Вдоль реки Меши к Волге
13. Когда вышли на лесную поляну, лошади быстро уткнулись в траву.
- Привыкаешь? Бедра не болят? - сказал Ахмет, повязывая уздечку на пояс.
- Когда скачешь рысью, хорошо, как будто летишь, и не подпрыгиваешь.
- Молодец, с тобой можно сработаться. Через недельку тебя подсажу на Рыжелобика. У него спина и мягкая и удобная. Если начнет скакать, только держи под уздцы. Он ведь скакун.
Они уселись на пни спиленных деревьев. Лошади спокойно жевали траву с утренней росой. Небо чистое-чистое. Солнце плавно пробирается к верхушкам сосен. Кусты не шевелят листвой, как будто к чему-то прислушиваются. Запах сена щекочет нос, радует, наслаждает грудь. Сидеть верхом на лошади в такую погоду для Петра верх удовольствия. Дядя Ахмет обещал пересадить его на Рыжелобика. А Петру уже сегодня хочется оседлать его. Эх, проскакать бы ему верхом на Рыжелобике по улице в Альведино.
Пусть увидят его деревенские мальчишки, пусть завидуют. Мечты совсем заворожили Петра.

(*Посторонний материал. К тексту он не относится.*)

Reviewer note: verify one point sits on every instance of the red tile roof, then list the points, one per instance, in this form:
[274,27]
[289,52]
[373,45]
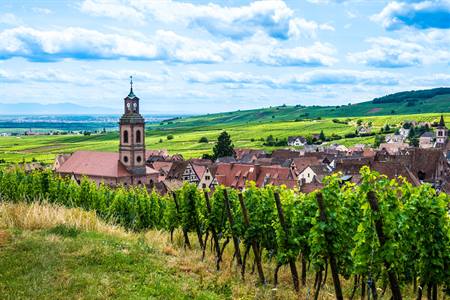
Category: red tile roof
[92,163]
[96,164]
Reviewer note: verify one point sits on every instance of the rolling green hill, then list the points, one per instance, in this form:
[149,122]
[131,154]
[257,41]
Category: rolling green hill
[411,102]
[248,128]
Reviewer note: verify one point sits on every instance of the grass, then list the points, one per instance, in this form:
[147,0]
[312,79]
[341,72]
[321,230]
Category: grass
[187,136]
[52,252]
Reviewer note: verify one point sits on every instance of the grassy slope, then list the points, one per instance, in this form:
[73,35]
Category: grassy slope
[44,148]
[51,252]
[436,104]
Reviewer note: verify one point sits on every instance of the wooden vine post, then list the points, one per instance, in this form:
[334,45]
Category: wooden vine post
[286,241]
[197,225]
[213,231]
[331,257]
[231,220]
[254,243]
[395,288]
[185,234]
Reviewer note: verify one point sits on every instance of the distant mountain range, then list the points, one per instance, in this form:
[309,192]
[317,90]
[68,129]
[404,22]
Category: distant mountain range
[409,102]
[52,109]
[403,103]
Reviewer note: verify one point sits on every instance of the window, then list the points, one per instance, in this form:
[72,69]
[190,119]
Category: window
[138,136]
[125,136]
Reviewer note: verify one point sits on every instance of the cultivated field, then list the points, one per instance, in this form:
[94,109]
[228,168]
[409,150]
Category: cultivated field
[186,134]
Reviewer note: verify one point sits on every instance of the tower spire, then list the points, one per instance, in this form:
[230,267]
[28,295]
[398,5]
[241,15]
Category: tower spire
[131,94]
[441,121]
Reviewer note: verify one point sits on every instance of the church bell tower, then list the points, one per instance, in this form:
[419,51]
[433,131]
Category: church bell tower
[132,135]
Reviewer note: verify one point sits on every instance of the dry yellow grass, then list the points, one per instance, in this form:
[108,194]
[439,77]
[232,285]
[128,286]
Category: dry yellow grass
[45,216]
[186,261]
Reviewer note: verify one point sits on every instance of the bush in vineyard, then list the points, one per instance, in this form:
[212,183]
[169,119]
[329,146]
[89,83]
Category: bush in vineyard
[415,221]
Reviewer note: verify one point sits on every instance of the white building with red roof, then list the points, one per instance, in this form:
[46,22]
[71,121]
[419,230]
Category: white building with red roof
[126,167]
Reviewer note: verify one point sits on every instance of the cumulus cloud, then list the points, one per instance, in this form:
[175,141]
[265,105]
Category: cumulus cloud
[275,18]
[167,46]
[397,53]
[85,77]
[112,9]
[9,19]
[300,81]
[42,10]
[416,14]
[79,43]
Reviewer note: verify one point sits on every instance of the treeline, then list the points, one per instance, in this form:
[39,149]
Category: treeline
[412,96]
[383,234]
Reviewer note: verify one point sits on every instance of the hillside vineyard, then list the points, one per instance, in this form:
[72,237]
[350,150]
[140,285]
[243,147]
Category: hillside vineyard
[386,233]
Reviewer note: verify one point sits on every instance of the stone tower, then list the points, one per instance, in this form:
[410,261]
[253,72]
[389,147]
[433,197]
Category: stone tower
[441,133]
[132,135]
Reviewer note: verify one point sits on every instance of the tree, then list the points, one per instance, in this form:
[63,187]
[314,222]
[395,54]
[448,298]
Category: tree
[414,141]
[224,146]
[378,140]
[322,136]
[270,139]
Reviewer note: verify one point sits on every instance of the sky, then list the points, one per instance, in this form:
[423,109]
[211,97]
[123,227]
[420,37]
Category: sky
[198,56]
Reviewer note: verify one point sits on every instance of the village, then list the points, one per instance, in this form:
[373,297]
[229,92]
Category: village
[400,154]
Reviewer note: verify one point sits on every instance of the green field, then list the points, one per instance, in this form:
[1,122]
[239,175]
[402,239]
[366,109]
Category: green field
[187,133]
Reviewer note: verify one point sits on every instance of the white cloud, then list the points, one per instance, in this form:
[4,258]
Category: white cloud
[113,9]
[79,43]
[300,81]
[42,10]
[397,53]
[275,18]
[83,44]
[315,55]
[86,76]
[9,19]
[418,14]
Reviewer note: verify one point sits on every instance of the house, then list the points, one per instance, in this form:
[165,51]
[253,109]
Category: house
[310,187]
[126,167]
[314,172]
[441,134]
[60,160]
[404,132]
[364,130]
[163,167]
[208,179]
[393,148]
[183,171]
[395,138]
[297,141]
[237,175]
[299,164]
[315,136]
[426,140]
[244,154]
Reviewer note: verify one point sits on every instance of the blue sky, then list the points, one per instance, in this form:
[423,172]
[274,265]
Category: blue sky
[210,56]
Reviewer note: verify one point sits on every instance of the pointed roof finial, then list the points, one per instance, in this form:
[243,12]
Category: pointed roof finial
[441,121]
[131,94]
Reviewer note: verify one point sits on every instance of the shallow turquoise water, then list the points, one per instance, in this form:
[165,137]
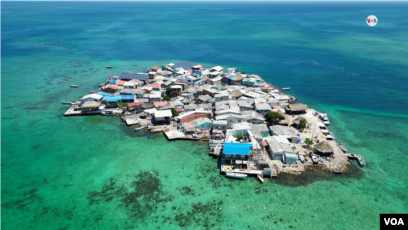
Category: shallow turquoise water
[96,173]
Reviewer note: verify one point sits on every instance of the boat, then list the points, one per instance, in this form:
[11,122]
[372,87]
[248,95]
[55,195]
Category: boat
[360,160]
[108,113]
[342,147]
[140,128]
[301,157]
[236,175]
[314,159]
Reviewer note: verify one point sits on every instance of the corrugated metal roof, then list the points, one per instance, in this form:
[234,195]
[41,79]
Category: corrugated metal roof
[236,148]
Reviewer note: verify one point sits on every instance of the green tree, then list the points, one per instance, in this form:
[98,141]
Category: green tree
[174,112]
[273,117]
[308,142]
[303,123]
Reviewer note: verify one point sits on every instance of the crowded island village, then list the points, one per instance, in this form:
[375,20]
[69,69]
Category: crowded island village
[252,127]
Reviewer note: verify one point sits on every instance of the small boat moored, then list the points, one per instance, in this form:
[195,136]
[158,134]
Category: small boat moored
[108,113]
[342,147]
[236,175]
[140,128]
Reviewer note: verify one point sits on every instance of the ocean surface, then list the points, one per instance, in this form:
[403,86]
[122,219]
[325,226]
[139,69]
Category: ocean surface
[95,173]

Ему захотелось вырваться из этой тихой поляны в другой, более свободный мир. Как может уместиться та счастливая жизнь, которую он мечтает увидеть, на этой узкой поляне? Она - та счастливая жизнь, наверное, далеко, за темными лесами, высокими горами, за большими морями. Чтобы туда добраться, даже верхом на Рыжелобике, вероятно, пришлось бы долго скакать.
Загнав на поляну молодых жеребят, стремящихся углубиться в лес, друзья начали разговаривать:
- Надо постараться не терять лошадей из виду, скоро должен приехать Куропатка, - сказал Ахмет, с интонацией совета, назидания и предупреждения, - после его приезда Глухой становится еще злее. Даже по спине проехаться дорого не попросит.
- А где сам Куропатка живет?
- В далеком городе. Он большой человек. Сюда он приезжает только летом. Русские его называют князем.
- Наш помещик Бравин также.
- Что, в Альведино тоже есть помещик?
- Почему нет? Еще двое. Второго мы называем Лаксандр Павлович.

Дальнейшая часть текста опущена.